Por que a maioria dos Suzukis envelhece bem
As motocicletas Suzuki tendem a envelhecer muito bem, e isso graças à sua filosofia de engenharia “se não está quebrado, não conserte”. As bicicletas Suzuki normalmente apresentam componentes internos do motor superconstruídos e tecnologia comprovada que lhes confere confiabilidade à prova de balas. E a empresa não busca atualizações de design rápidas ou experimentais, então seus designs tendem a ter um apelo atemporal, enquanto seus concorrentes começam a mostrar sua idade em alguns anos. São essas coisas que fazem as motocicletas Suzuki envelhecerem melhor do que a maioria das outras motocicletas no mercado, e vários exemplos comprovam isso.
Existem várias bicicletas Suzuki que resistiram ao teste do tempo
Veja a lendária superbike Suzuki GSX-R1000 K5 2005. Apresentando um motor de quatro cilindros em linha de 999 cc de longo curso que produzia 175 cavalos de potência e pesava apenas 365 libras a seco, a K5 era a melhor superbike que você poderia comprar naquela época e, até hoje, continua sendo uma escolha popular para quem procura uma experiência de superbike analógica. Da mesma forma, houve o Suzuki TL1000S de 1991, apresentando um motor V-twin de 125 cavalos e um amortecedor rotativo exclusivo. Este último lhe rendeu o título de Widowmakermas os compradores ainda os escolhem pela experiência de pilotagem fácil e com torque que oferecem.
Caramba, algumas das motos da Suzuki são tão atemporais que a Suzuki ainda as mantém à venda anos após seu lançamento, com atualizações mínimas ao longo do caminho.

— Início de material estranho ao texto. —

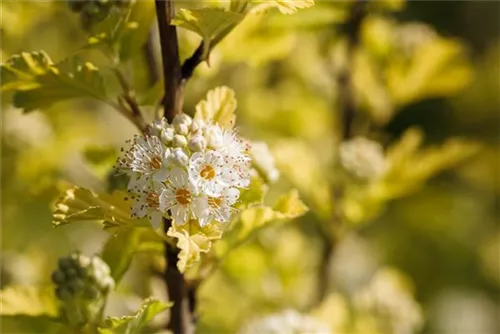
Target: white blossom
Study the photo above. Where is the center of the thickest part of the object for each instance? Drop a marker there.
(182, 198)
(188, 170)
(147, 203)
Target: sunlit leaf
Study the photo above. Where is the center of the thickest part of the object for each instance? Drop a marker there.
(135, 323)
(193, 240)
(28, 301)
(119, 250)
(31, 324)
(38, 83)
(289, 206)
(80, 204)
(210, 23)
(218, 107)
(288, 6)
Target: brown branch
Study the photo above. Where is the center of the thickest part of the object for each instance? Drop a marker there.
(348, 109)
(180, 316)
(151, 61)
(172, 102)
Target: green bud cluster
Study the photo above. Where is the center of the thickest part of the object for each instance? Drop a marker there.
(94, 11)
(82, 285)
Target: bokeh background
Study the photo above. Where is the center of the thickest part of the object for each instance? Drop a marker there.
(433, 253)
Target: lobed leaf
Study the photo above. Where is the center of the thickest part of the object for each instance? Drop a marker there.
(38, 83)
(193, 240)
(210, 23)
(80, 204)
(135, 323)
(218, 107)
(26, 300)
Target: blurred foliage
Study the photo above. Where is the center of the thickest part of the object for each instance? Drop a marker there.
(432, 216)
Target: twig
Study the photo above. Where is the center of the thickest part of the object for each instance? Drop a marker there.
(180, 315)
(151, 61)
(172, 102)
(348, 110)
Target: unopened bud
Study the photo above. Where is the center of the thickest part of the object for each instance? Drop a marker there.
(181, 129)
(167, 135)
(179, 141)
(182, 119)
(179, 157)
(197, 144)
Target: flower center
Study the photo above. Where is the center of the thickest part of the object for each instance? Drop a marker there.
(214, 202)
(153, 201)
(207, 172)
(183, 196)
(155, 163)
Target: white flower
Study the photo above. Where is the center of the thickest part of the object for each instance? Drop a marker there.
(147, 156)
(147, 203)
(206, 170)
(221, 207)
(182, 199)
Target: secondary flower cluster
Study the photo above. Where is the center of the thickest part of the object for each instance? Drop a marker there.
(190, 170)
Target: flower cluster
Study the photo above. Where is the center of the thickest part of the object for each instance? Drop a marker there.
(82, 285)
(187, 170)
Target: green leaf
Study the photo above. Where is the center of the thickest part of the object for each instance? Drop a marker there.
(287, 6)
(31, 324)
(38, 83)
(193, 240)
(289, 206)
(218, 107)
(135, 323)
(136, 30)
(210, 23)
(28, 301)
(80, 204)
(119, 250)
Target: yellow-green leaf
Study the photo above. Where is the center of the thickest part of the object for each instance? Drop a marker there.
(135, 323)
(193, 240)
(289, 6)
(38, 83)
(210, 23)
(289, 206)
(80, 204)
(218, 107)
(28, 300)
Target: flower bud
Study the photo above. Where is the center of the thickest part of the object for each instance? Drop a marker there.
(179, 141)
(182, 119)
(181, 129)
(196, 125)
(82, 285)
(167, 135)
(179, 157)
(197, 144)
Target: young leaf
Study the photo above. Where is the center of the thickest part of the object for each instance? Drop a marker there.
(288, 6)
(193, 240)
(80, 204)
(135, 323)
(218, 107)
(38, 83)
(31, 324)
(210, 23)
(28, 301)
(289, 206)
(119, 250)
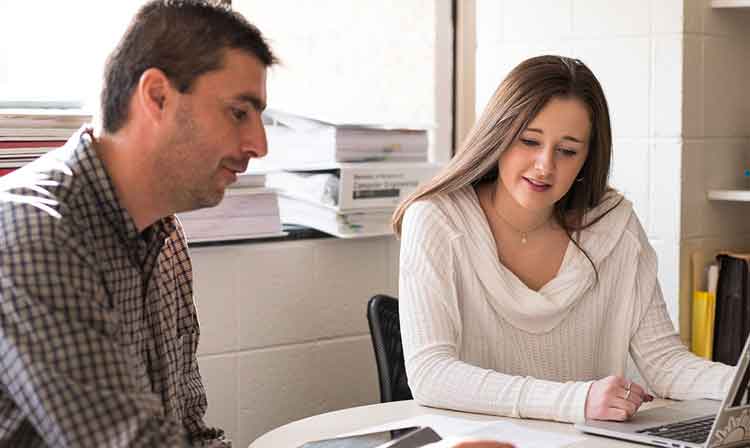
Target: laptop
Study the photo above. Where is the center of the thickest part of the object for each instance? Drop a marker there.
(690, 424)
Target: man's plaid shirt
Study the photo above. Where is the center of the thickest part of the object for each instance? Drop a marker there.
(98, 329)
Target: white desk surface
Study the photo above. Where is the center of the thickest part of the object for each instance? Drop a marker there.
(334, 423)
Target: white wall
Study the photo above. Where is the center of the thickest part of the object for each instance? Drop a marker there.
(284, 332)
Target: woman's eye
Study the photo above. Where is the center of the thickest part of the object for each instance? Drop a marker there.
(567, 152)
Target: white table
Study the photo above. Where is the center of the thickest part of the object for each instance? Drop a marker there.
(334, 423)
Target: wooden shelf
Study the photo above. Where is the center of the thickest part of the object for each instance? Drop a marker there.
(730, 3)
(729, 195)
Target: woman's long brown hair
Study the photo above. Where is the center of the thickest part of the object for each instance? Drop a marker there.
(515, 103)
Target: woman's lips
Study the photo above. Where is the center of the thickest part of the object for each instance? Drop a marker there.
(536, 185)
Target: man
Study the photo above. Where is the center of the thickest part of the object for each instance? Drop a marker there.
(98, 329)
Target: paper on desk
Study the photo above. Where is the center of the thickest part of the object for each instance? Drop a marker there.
(444, 426)
(502, 431)
(523, 437)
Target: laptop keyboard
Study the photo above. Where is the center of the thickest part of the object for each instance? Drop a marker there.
(695, 431)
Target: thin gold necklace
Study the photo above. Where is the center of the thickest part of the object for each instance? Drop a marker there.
(524, 233)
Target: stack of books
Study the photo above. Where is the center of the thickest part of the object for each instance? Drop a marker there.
(28, 134)
(345, 180)
(296, 140)
(249, 210)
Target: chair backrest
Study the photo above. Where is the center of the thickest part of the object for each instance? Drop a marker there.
(385, 330)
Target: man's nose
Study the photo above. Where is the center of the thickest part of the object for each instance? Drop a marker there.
(254, 139)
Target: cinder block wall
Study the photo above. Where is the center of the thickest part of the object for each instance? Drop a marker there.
(284, 333)
(716, 135)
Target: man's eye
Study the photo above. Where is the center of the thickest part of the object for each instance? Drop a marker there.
(239, 114)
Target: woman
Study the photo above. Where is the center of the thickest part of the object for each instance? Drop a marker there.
(525, 279)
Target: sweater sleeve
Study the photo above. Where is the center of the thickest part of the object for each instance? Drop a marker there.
(431, 329)
(669, 368)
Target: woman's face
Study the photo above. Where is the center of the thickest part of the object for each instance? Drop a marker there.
(540, 167)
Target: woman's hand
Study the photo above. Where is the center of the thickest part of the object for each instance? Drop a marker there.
(615, 398)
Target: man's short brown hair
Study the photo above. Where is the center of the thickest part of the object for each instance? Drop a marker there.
(184, 39)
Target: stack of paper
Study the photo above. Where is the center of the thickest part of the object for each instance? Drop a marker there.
(40, 124)
(347, 200)
(26, 134)
(15, 154)
(244, 213)
(297, 140)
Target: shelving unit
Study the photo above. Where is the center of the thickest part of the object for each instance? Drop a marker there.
(729, 195)
(730, 3)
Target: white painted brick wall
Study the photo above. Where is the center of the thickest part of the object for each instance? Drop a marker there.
(284, 332)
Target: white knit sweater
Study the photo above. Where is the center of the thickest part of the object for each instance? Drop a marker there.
(477, 339)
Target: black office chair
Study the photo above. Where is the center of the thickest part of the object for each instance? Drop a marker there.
(385, 330)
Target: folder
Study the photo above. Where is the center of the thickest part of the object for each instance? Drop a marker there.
(703, 306)
(704, 311)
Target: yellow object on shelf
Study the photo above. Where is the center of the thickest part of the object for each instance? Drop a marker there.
(704, 312)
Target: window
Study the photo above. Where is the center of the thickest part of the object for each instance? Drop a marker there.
(361, 61)
(52, 52)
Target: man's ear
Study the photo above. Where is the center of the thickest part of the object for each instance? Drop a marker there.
(154, 92)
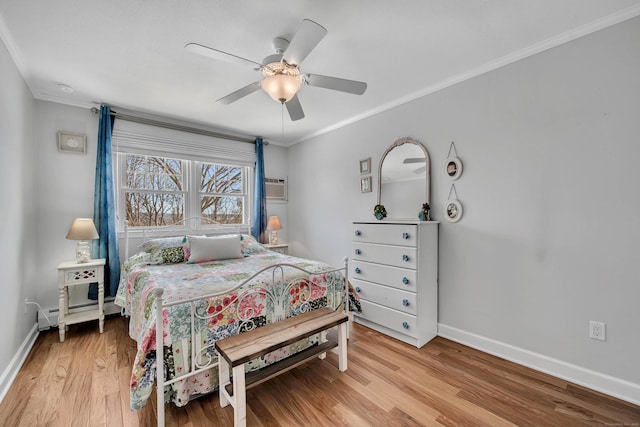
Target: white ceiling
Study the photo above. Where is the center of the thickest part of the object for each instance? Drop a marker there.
(130, 53)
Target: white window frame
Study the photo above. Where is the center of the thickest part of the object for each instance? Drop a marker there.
(191, 191)
(148, 140)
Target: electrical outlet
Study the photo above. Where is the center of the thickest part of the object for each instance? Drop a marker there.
(597, 330)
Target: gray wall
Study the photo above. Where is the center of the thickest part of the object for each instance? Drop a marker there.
(549, 236)
(17, 214)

Por exemplo, a SV650, atualizada pela última vez em 2016 para atender às normas Euro-5, a V-Strom 650, atualizada pela última vez em 2017, e a GSX-R750, atualizada pela última vez em 2011. No entanto, há uma motocicleta Suzuki que envelhece melhor do que qualquer uma das motos mencionadas aqui. É um míssil sobre duas rodas que muitas vezes fica ofuscado por seu antecessor e sucessor, mas é sem dúvida o melhor de todos.
A Hayabusa Gen 2 ocupa um lugar especial na programação
Para entender exatamente o que torna a segunda geração da Hayabusa tão atemporal, temos que vê-la no contexto da geração que veio antes dela, a Hayabusa original, e daquela que veio depois, a geração atual da Hayabusa. De certa forma, o Gen 2 Busa encontra um equilíbrio entre o estilo antigo e o novo conhecimento tecnológico. Vamos mergulhar.
O Suzuki Hayabusa original de 1999
O original Suzuki Hayabusa estreou em 1999, aniquilando a concorrência. Nomeado em homenagem ao falcão peregrino que caça melros, ele era movido por um motor de quatro cilindros em linha de 1.293 cc, produzindo pouco mais de 170 cavalos de potência, o que lhe dava uma velocidade máxima de 194 milhas por hora, um tempo de 0 a 60 milhas por hora de 2,47 segundos e um tempo de quarto de milha de apenas 9,7 segundos. Com sua carroceria bulbosa e aerodinâmica e ergonomia surpreendentemente confortável para aquela que está entre as primeiras hiperbikes, esta Hayabusa é um ícone em todos os direitos.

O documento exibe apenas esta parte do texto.